6. \(P(200\leq Y \leq 223)=\)?

pbinom(223, 500, .45) - pbinom(199, 500, .45) 
#> [1] 0.436247

We want to add up the probability of 200,201,201,203….223. We now want to include the exact probability of 223 (so we start with all the probability up to including 223) and we do want to include the probability of 200 (so we make sure not to subtract off it’s probability so we subtract off all the probability to the left of, and including, 199).

Visually:

out.nums <- c(195:199,224:227)
out.probs <- pbinom(out.nums, size=500, prob=.45)
in.nums <- 200:223
in.probs <- pbinom(in.nums, size=500, prob=.45)  
plot(out.nums, out.probs, col="firebrick", pch=16, ylim=c(-.1, .7))
points(in.nums, in.probs, col="forestgreen", pch=16)
segments(190,-.05, 199, -.05)
segments(190,-.1, 223, -.1)

\(Q \sim U(min=10, max=200)\)

7. \(E[Q]\)

(10+200)/2
#> [1] 105

8. \(V[Q]\)

((200-10)^2)/12
#> [1] 3008.333

1. \(P(Q=12)=\)?

dunif(12, min=10, max=200)
#> [1] 0.005263158

This gives an answer because it is the graphing value of the PDF at this value, but the correct answer is 0, because the probability of any specific value of a continuous RV is 0.

10. \(P(12<Q<20)=\)?

punif(20, 10,200) - punif(12, 10,200)
#> [1] 0.04210526

11. \(P(12\leq Q \leq20)=\)?

Trick question! Same answer. Because the probability of being exactly equal is zero this doesn’t change the way we calculate this at all.

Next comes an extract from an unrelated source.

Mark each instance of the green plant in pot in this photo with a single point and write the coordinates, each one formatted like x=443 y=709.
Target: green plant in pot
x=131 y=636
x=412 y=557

punif(20, 10,200) - punif(12, 10,200)
#> [1] 0.04210526

\(X \sim N(\mu=26, \sigma^2=49)\)

12. \(p(X>30) =\) ?

pnorm(30,26,7, lower.tail=F)
#> [1] 0.2838546

13. \(p(24 < X < 30) =\) ?

pnorm(30, 26, 7) - pnorm(24, 26, 7)
#> [1] 0.3285969

14. Solve for \(i\) where \(p(X<i)=.75\)

qnorm(.75, 26,7)
#> [1] 30.72143

15. Solve for \(i,j\) where \(p(i<X<j)=.85\)

.925-.075
#> [1] 0.85
qnorm(.075, 26,7)
#> [1] 15.92328
qnorm(.925, 26,7)
#> [1] 36.07672

16. Solve for \(c\) such that \(p(X < 45) = p(Z < c)\), where \(Z \sim N(0, 1)\)

#What probability is less than 45 in this normal distribution?
pnorm(45, 26,7)
#> [1] 0.9966791

#For the standard normal, what puts that amount of probability in the left tail?
qnorm(pnorm(45, 26,7))
#> [1] 2.714286

Question 2

Women’s height is normally distributed with mean of 64 and a standard deviation of 3. Using this linked table, and without using R (you can use it as a calculator but can’t use the norm functions): what is the approximate probability a woman has a height between 63 and 66 inches? In a few sentence describe how you got your answer.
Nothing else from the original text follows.